Associations Between Common and Rare Exonic Genetic Variants and Serum Levels of 20 Cardiovascular-Related Proteins: The Tromsø Study

Abstract

Background: Genetic variation can be used to study causal relationships between biomarkers and diseases. Here, we identify new common and rare genetic variants associated with cardiovascular-related protein levels (protein quantitative trait loci [pQTLs]). We functionally annotate these pQTLs, predict and experimentally confirm a novel molecular interaction, and determine which pQTLs are associated with diseases and physiological phenotypes.

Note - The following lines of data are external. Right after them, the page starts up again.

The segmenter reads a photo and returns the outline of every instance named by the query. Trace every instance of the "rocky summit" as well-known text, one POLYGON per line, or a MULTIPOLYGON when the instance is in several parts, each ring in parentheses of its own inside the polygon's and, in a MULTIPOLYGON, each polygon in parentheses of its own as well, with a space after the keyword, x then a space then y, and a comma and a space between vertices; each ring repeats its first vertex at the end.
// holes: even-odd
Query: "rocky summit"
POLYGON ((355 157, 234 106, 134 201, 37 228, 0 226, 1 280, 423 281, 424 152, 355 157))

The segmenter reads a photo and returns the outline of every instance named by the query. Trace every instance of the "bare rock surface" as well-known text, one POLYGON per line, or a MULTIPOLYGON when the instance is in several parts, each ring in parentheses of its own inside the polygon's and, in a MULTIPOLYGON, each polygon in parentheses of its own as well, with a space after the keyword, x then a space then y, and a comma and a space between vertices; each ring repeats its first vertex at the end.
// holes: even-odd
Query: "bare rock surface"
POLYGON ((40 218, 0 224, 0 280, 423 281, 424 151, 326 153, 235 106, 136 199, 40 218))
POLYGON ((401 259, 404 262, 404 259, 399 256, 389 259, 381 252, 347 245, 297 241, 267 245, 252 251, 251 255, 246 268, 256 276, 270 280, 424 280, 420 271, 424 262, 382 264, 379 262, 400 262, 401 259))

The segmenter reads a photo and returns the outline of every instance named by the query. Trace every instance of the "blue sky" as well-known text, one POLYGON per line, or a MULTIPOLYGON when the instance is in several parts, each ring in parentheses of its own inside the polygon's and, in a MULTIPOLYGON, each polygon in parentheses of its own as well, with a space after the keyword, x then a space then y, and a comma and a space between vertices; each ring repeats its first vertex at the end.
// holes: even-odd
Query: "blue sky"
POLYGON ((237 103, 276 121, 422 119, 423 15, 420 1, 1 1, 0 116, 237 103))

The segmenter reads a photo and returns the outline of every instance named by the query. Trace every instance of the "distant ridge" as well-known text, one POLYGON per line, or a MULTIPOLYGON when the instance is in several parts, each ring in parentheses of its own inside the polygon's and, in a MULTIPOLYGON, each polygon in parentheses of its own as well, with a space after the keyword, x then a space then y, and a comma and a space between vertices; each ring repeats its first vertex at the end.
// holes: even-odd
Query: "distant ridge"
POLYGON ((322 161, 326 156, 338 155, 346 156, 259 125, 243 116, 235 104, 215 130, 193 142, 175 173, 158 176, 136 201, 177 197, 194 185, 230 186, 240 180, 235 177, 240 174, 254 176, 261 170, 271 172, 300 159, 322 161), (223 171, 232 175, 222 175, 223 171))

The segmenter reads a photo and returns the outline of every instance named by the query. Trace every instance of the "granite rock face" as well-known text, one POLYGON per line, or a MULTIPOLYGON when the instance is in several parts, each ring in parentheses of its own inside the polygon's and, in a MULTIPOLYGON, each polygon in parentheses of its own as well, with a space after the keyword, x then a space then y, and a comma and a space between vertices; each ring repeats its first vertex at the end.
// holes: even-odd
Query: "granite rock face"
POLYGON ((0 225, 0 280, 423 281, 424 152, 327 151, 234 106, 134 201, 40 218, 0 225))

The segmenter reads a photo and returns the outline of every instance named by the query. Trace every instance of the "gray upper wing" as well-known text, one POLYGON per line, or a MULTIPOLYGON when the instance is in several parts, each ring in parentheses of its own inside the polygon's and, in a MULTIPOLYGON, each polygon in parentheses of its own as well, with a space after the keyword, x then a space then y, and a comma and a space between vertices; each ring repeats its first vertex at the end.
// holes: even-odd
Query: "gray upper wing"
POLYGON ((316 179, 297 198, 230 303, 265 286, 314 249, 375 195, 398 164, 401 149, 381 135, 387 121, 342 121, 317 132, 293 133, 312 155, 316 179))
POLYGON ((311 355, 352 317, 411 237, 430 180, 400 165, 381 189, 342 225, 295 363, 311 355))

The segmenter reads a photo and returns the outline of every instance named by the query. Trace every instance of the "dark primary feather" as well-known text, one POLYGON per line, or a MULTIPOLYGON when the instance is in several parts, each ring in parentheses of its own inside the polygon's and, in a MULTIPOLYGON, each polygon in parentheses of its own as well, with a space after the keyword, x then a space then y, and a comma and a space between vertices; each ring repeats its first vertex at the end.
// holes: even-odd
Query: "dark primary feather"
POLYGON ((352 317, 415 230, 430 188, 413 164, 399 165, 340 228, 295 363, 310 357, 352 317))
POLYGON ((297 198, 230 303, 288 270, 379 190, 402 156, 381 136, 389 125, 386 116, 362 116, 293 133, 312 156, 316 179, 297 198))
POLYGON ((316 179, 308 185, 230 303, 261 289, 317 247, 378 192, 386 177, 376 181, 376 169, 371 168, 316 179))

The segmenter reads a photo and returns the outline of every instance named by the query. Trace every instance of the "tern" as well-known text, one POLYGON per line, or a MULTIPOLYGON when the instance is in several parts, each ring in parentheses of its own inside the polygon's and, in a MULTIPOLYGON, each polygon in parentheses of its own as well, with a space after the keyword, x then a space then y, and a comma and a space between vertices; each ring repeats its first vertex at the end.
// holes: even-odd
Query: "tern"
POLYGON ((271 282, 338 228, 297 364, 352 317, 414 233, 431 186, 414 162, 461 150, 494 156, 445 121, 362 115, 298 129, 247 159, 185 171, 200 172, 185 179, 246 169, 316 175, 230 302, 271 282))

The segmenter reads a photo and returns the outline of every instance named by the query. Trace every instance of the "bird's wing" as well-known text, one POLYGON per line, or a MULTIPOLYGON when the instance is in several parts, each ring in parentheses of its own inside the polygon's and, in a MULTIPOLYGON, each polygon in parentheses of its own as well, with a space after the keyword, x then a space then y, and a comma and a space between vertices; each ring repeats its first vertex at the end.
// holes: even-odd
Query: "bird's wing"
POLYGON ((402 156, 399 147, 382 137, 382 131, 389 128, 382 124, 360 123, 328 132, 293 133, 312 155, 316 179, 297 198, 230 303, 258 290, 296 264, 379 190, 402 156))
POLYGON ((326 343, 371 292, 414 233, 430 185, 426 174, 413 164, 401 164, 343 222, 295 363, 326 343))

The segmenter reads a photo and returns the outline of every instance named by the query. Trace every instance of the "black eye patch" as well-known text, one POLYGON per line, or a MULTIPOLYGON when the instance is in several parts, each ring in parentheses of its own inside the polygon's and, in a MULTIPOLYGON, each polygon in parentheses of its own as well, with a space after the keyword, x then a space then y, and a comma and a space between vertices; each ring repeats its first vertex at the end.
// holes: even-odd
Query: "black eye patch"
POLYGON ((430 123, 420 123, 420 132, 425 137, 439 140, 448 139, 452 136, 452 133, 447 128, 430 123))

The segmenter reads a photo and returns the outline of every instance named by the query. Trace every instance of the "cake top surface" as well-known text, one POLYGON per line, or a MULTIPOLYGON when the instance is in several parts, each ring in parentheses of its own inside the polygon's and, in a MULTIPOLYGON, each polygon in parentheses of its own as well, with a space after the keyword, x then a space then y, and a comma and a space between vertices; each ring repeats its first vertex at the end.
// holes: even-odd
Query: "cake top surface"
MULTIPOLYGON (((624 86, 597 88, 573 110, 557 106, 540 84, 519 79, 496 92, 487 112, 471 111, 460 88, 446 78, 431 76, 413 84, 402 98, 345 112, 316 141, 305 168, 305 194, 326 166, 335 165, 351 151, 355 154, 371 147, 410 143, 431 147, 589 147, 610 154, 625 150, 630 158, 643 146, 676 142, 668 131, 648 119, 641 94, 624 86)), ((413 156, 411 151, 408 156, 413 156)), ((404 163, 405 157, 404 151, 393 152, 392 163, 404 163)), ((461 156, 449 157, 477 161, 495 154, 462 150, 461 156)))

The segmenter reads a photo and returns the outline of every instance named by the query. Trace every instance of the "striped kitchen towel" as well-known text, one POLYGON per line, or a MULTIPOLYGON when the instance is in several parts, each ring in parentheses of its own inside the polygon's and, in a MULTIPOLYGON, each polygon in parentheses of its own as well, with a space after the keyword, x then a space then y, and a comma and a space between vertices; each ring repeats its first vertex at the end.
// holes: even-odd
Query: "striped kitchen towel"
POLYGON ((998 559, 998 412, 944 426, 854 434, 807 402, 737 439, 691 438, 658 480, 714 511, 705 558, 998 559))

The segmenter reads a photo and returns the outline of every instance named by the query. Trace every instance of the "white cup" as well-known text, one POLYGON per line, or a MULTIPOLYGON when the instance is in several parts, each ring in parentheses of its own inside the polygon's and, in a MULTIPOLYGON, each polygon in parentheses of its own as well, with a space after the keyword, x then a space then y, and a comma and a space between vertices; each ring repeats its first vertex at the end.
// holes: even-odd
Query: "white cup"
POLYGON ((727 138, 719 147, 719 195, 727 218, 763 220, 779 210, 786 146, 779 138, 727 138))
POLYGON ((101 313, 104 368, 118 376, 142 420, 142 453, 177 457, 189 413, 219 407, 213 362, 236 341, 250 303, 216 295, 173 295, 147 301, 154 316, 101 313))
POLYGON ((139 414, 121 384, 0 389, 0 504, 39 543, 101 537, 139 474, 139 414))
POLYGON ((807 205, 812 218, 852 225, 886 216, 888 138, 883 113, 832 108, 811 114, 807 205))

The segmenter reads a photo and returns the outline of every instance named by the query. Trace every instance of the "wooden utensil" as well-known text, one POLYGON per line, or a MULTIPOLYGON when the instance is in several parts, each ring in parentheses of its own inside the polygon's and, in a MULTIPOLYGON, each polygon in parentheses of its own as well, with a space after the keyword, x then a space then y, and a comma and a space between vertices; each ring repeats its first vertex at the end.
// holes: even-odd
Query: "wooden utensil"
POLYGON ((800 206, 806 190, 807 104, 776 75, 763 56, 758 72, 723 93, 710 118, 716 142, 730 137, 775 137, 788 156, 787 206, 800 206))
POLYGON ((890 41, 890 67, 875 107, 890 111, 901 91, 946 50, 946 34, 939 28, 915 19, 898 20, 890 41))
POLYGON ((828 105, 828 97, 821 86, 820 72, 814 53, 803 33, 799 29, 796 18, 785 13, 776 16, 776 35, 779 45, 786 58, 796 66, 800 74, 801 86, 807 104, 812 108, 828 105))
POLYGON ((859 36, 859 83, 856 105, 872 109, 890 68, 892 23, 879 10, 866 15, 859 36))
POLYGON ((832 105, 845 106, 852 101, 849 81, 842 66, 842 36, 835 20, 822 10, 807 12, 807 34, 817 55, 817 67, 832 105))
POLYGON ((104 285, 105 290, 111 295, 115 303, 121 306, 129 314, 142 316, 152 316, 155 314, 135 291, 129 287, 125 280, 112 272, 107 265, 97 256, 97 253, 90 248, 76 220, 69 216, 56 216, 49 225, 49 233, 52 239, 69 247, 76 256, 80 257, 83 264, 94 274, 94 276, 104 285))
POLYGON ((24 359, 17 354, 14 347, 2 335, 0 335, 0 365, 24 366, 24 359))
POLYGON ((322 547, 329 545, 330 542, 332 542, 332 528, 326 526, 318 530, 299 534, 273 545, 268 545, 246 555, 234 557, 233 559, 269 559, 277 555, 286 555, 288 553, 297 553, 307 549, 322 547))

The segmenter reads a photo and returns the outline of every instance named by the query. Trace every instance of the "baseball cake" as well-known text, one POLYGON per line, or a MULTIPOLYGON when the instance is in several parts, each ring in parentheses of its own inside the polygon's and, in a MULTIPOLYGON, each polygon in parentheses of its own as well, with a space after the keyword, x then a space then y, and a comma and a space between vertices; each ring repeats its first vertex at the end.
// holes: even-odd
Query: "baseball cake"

Methods and results: As part of a larger case-control study of venous thromboembolism, serum levels of 51 proteins implicated in cardiovascular diseases were measured in 330 individuals from the Tromsø Study. Exonic genetic variation near each protein's respective gene (cis) was identified using sequencing and arrays. Using single site and gene-based tests, we identified 27 genetic associations between pQTLs and the serum levels of 20 proteins: 14 associated with common variation in cis, of which 6 are novel (ie, not previously reported); 7 associations with rare variants in cis, of which 4 are novel; and 6 associations in trans. Of the 20 proteins, 15 were associated with single sites and 7 with rare variants. cis-pQTLs for kallikrein and F12 also show trans associations for proteins (uPAR, kininogen) known to be cleaved by kallikrein and with NTproBNP. We experimentally demonstrate that kallikrein can cleave proBNP (NTproBNP precursor) in vitro. Nine of the pQTLs have previously identified associations with 17 disease and physiological phenotypes.

Conclusions: We have identified cis and trans genetic variation associated with the serum levels of 20 proteins and utilized these pQTLs to study molecular mechanisms underlying disease and physiological phenotypes.

Keywords: biomarker; coronary artery disease; exome; human; protein; venous thromboembolism.

Figure 1.

Overview of the 3 stages of association analyses. A, cis: for each of the 51 phenotypes (protein levels), we tested the variants located in the cis gene loci for associations with their respective protein level, (B) cis-acting-in-trans: we tested the significant cis-protein quantitative trait loci (pQTLs) from stage 1 for trans effects against each of the 50 other protein levels, and (C) trans: we tested all variants in the 50 cis loci (C3 and C3b share the same locus) for association with each of the 51 protein levels.

Figure 2.

Association of cis variants with protein levels. Modified Manhattan plot showing the –log10 P values for association between variants in each cis locus (interval encoding protein ±500 kb) and the respective protein levels. The red dashed line indicates the study-wide significant P-value cutoff when only examining cis regions (6.9×10⁻⁷) for a family-wise error rate <0.05.

Figure 3.

Schematic diagram showing proteins with identified trans associations and their nominal associations with variants in F12 and KLKB1. Previously known (solid) and proposed in this study (dashed) cleavage reactions are represented with arrows. Nominal P values for the associations between protein levels and rs3733402 in the KLKB1 locus and rs1801020 in the F12 locus are shown, respectively, in orange and purple boxes next to the protein of interest.

Figure 4.

Kallikrein cleaves proBNP in vitro. A, A silver stain of recombinant proBNP and kallikrein incubated together for 30, 60, and 90 min with and without a kallikrein-specific inhibitor (PPACK II) and (B) a western blot of an identical experimental setup using an anti-BNP antibody. The silver stain binds all protein present and is a more sensitive procedure than using the anti-BNP antibody for the Western blot. We think that this explains why the amount of proBNP in the +/+/− wells visually seems to be different between the silver stain and Western blot.